A number of Chinese (four with >1% of world market) and Indian companies (three with >1% of world market). So far these companies are mainly focusing on the China and India markets respectively. In addition to China, ZTE and Huawei have around 1% each of the European market in 2012. The Indian companies are only focusing on the Indian market. All Chinese companies have 36% of the Chinese market and all Indian companies have 21% of the Indian market.


Figure 4. The situation in 2012. The Japanese, Chinese, and Indian companies have been put together in clusters due to lack of detailed positioning information.

The future

At the moment nothing is seriously threatening Apple and Samsung. Apple has a clearly differentiated strategy. Samsung is potentially more vulnerable due to the lack of a unique operating system.

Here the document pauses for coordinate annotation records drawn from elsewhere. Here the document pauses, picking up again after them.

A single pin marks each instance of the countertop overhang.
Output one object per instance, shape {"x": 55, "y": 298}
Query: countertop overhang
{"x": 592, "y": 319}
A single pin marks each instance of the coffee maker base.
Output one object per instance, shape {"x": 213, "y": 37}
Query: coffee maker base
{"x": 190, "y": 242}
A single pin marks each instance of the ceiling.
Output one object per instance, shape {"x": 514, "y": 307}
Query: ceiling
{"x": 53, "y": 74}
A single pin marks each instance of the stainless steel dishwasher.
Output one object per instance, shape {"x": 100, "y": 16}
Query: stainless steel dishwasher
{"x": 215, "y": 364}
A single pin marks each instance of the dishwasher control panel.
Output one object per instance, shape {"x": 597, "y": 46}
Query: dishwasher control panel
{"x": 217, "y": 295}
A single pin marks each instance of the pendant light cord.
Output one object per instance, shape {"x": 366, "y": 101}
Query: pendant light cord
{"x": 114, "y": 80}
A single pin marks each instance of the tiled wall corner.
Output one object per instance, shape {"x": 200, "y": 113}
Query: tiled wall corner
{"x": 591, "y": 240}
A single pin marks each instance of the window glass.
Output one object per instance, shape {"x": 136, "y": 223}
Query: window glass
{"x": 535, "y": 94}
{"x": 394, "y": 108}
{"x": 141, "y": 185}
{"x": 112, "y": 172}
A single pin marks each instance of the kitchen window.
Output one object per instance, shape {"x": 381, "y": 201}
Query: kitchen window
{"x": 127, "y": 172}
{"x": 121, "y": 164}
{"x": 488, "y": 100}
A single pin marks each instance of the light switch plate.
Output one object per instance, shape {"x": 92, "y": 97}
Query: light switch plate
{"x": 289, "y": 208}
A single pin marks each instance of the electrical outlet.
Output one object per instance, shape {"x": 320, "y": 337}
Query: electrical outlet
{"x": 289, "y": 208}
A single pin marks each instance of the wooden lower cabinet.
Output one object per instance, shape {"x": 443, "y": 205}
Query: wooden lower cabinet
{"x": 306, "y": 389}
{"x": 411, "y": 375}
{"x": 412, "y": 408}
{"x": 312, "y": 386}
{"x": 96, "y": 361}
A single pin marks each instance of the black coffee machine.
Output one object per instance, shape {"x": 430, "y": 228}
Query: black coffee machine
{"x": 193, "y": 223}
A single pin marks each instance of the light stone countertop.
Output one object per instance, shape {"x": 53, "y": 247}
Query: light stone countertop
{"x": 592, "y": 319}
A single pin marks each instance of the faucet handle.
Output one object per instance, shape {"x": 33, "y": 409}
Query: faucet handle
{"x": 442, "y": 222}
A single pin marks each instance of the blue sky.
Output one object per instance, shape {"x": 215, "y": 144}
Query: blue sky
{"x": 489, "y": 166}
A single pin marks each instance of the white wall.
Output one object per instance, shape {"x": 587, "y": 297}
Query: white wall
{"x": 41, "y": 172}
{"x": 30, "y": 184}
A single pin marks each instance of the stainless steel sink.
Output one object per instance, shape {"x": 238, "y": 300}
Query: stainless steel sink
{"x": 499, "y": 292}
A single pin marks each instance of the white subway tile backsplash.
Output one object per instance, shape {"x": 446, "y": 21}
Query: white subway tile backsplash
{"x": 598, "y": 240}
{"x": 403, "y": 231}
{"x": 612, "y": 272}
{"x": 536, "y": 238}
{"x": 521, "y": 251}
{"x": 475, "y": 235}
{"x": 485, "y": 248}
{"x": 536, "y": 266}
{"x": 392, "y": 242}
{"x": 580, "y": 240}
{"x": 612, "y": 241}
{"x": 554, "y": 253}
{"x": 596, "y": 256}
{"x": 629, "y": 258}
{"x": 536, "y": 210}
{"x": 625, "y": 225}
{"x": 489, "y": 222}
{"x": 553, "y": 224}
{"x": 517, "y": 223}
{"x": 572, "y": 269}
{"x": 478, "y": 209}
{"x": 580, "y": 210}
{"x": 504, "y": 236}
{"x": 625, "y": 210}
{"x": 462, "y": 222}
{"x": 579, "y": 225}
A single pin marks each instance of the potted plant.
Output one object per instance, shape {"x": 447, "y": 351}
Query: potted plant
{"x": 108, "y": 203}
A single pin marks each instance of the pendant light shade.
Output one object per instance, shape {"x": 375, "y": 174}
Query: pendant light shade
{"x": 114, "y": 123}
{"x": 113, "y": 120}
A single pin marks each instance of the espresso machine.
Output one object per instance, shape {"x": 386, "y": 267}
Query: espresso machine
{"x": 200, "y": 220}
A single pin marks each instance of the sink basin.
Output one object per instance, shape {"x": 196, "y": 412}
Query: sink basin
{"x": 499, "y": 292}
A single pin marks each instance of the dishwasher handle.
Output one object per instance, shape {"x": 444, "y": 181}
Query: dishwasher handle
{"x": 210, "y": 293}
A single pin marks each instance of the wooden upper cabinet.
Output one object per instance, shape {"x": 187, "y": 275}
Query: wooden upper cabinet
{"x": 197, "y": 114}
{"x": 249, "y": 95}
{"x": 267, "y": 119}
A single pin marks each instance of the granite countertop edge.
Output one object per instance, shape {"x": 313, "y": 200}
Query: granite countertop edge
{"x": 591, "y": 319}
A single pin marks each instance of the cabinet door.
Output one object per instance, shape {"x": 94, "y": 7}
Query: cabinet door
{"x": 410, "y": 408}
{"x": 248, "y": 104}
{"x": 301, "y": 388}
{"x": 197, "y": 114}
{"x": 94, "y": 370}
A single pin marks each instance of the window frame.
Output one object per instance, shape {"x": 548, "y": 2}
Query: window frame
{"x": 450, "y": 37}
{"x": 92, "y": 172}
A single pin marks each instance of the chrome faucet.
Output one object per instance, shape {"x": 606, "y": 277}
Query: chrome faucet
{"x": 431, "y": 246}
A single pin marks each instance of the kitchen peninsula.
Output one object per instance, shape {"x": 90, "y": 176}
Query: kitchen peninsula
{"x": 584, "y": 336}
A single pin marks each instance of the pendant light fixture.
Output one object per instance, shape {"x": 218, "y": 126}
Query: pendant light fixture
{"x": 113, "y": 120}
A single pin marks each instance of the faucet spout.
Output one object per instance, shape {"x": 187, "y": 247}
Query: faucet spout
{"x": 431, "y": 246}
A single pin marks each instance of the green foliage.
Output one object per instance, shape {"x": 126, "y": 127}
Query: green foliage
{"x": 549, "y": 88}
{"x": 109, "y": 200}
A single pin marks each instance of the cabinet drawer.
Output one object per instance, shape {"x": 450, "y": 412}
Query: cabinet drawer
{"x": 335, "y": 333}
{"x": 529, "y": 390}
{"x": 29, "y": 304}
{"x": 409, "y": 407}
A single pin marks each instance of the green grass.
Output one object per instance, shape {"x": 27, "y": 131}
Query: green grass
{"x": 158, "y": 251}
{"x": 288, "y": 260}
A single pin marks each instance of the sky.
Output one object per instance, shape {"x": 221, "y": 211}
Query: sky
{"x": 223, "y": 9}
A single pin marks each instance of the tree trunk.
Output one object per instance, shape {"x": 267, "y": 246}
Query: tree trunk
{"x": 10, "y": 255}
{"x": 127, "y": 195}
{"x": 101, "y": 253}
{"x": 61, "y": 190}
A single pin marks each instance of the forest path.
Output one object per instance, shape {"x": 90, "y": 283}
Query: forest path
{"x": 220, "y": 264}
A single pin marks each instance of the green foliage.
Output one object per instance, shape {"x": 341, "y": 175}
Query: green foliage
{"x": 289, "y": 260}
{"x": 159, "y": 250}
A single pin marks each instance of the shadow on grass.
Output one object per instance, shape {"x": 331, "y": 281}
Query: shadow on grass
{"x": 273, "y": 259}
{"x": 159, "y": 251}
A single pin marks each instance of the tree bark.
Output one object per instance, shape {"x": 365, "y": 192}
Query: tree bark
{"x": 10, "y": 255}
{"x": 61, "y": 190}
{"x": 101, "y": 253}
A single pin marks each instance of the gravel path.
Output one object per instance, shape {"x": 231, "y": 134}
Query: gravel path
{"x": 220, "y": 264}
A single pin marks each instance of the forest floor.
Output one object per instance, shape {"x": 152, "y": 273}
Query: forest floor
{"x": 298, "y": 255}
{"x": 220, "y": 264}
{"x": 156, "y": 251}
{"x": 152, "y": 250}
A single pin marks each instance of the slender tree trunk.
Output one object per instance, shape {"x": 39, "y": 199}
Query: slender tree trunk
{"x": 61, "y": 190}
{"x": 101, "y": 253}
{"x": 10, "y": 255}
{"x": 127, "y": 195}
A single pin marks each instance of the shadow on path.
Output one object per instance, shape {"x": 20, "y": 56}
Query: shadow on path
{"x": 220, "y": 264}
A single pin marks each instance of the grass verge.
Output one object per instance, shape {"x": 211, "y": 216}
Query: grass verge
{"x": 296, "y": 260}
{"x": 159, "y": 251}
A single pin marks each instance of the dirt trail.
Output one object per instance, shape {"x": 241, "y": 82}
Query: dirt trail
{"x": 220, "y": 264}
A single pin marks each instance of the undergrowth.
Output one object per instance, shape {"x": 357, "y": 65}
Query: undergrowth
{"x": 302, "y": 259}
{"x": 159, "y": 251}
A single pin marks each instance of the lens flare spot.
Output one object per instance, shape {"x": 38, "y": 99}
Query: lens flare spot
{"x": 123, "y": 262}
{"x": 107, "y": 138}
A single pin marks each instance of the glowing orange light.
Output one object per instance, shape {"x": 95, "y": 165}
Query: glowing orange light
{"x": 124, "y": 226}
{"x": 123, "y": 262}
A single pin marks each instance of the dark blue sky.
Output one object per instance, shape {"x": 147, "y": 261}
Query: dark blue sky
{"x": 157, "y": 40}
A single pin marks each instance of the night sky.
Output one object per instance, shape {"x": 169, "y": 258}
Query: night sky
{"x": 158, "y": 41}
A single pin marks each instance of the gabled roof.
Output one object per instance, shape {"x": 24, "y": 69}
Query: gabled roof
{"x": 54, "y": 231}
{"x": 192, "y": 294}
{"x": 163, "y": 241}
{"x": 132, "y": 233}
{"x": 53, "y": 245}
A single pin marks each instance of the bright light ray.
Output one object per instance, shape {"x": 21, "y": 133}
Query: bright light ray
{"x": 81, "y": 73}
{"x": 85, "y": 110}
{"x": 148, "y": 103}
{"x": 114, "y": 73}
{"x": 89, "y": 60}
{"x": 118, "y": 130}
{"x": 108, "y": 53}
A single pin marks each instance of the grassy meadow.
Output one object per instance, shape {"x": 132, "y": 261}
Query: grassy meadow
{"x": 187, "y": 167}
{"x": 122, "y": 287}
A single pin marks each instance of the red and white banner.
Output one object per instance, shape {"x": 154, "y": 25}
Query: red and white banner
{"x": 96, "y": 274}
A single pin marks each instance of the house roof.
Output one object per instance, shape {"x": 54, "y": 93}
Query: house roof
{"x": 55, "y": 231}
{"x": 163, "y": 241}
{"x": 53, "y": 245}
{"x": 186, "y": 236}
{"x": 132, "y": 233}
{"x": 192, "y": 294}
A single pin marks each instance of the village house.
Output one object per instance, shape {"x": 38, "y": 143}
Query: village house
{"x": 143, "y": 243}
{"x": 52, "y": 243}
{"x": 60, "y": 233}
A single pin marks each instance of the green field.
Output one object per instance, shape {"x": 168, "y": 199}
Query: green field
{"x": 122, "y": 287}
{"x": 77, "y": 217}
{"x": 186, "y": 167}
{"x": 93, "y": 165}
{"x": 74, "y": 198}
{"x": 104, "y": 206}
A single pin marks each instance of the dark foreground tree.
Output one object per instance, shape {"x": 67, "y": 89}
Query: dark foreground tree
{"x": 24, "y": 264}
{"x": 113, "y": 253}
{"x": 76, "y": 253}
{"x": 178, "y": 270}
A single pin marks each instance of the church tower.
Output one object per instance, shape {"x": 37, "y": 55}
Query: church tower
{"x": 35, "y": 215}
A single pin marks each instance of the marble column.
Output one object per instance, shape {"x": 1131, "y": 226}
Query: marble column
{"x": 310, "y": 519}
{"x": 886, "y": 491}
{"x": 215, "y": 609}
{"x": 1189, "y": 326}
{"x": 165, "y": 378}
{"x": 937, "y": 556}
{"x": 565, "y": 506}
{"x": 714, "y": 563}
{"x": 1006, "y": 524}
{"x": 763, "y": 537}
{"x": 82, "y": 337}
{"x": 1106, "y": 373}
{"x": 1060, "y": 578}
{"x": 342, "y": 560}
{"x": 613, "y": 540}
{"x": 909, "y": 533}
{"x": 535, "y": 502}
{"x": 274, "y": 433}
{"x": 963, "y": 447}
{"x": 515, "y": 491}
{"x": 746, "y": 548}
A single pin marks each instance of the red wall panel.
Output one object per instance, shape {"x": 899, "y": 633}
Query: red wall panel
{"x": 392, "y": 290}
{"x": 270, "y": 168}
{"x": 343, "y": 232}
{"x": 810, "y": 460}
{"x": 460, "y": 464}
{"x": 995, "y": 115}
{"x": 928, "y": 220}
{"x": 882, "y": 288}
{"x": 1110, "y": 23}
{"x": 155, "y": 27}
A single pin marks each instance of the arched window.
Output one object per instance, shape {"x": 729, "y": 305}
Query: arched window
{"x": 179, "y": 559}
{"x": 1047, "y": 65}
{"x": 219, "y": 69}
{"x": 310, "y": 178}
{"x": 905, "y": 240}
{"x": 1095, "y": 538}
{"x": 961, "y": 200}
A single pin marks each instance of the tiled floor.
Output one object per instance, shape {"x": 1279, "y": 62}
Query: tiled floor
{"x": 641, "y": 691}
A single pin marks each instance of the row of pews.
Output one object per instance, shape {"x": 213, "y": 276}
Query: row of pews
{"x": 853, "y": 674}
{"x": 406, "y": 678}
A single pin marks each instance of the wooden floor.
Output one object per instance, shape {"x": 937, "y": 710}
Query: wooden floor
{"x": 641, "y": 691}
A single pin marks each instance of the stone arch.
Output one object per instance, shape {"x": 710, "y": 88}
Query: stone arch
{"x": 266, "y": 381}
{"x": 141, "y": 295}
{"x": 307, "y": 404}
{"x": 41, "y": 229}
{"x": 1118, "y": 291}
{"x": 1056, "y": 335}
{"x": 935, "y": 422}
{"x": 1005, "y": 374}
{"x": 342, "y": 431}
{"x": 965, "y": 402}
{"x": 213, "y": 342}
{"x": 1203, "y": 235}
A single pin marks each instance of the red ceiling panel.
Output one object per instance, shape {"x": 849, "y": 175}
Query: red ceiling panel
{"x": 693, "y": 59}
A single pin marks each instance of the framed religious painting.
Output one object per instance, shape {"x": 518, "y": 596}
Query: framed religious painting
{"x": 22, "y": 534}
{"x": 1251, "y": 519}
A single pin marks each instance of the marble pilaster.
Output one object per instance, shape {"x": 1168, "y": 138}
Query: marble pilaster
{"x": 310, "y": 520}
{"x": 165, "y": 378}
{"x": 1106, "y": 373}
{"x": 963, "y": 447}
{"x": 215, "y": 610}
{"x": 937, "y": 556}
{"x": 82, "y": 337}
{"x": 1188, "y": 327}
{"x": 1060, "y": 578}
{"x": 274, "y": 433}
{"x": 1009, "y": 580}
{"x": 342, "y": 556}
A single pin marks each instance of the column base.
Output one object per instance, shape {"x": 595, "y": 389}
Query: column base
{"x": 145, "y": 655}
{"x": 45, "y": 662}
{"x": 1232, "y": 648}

Nokia has fallen like a rock after the announcement that they would stop developing Symbian and only develop Windows phones. Clearly the new owner, Microsoft, would like to see Nokia with a uniqueness strategy. competing with Apple and Samsung. Given that there are already two major operating systems, it is unclear whether Microsoft/Nokia will survive in its current format. Research on network economics would strongly predict that a third OS would fail. However, Microsoft has huge pockets.

LG seems to have the best chance of taking the second position using the Android OS. Both Sony and Motorola have lost a lot of market share and it is doubtful whether they can stage a comeback. At least Sony is developing high-quality phones. Motorola has largely given up the world outside the US. However this will change with the acquisition of Motorola by Lenovo.

The most interesting aspect of the 2012 environment is that four Chinese and three Indian companies have a world-wide market share above 1%. In the coming years, we will see many of these companies venturing abroad. Lenovo has already done so in early 2014 by acquiring Google's Motorola, Huawei and ZTE through organic growth. Some are likely to pursue worldwide low cost strategies once technology has stabilised (mainly battery performance.)